Even still, the picture could have retained a modicum of normalcy if it were not for all the visual razzmatazz. Cinematographer Ashley Connor, using a fervid handheld approach, offers images that are often oddly framed and beset with a halo effect, and the editing by Decker and Harrison Atkins adds to the deliberately woozy, disorienting effect. The score by Caroline Shaw—which seems to consist of an occasional jagged, shrill metallic scraping, adds to the overall impression of unease.

Then there are the choreographed movements of Evangeline’s class, which, combined with the students’ odd chanting, makes for a background filled with noise and clutter, as well as plenty of the animal masks that she seems to favor.
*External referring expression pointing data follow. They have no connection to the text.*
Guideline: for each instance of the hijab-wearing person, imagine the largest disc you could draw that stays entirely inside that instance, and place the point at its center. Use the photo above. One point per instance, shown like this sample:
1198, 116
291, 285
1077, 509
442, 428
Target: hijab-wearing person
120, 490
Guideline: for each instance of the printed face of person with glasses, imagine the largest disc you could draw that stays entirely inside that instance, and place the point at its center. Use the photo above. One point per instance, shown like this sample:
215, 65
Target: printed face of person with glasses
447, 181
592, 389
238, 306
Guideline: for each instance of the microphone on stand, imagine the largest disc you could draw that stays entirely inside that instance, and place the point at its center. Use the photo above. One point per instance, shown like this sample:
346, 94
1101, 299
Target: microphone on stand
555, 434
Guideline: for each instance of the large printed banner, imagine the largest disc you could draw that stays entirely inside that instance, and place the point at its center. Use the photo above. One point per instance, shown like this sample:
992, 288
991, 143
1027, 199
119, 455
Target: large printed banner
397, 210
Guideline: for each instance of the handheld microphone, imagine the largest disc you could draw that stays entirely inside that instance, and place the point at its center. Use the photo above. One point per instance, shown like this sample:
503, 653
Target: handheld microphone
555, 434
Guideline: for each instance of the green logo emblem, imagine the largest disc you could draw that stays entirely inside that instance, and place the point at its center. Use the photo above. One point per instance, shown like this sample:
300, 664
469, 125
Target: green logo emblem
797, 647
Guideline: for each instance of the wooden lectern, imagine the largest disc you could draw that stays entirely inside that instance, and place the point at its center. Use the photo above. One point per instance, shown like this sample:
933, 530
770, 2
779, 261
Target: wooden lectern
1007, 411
The result is to give “Madeline’s Madeline” a fractured feel that, one might argue, is a cinematic approximation of the interior mental processes of its young protagonist. Many viewers will have a difficult time following any narrative line at all, and become hostile to the film, which they will consider deliberately opaque and off-putting.

One can’t dismiss the picture altogether, however, simply because Howard’s performance is so overwhelming. One suspects, however, that its greatest appeal might be to acting students, who may be able to make a personal connection with the strange hubbub Decker has created that the rest of us won’t feel.

One can sympathize with Madeline’s efforts to shape her own version of herself rather than following the dictates of either of her two mother figures. Still, by the time that Decker brings things to a close with a company dance routine on a New York street, you might conclude that “Madeline’s Madeline” is more about a filmmaker’s pretensions than a young girl’s inner turmoil. It can be seen as a cinematic experiment, but for most viewers one suspects it will be a failed one.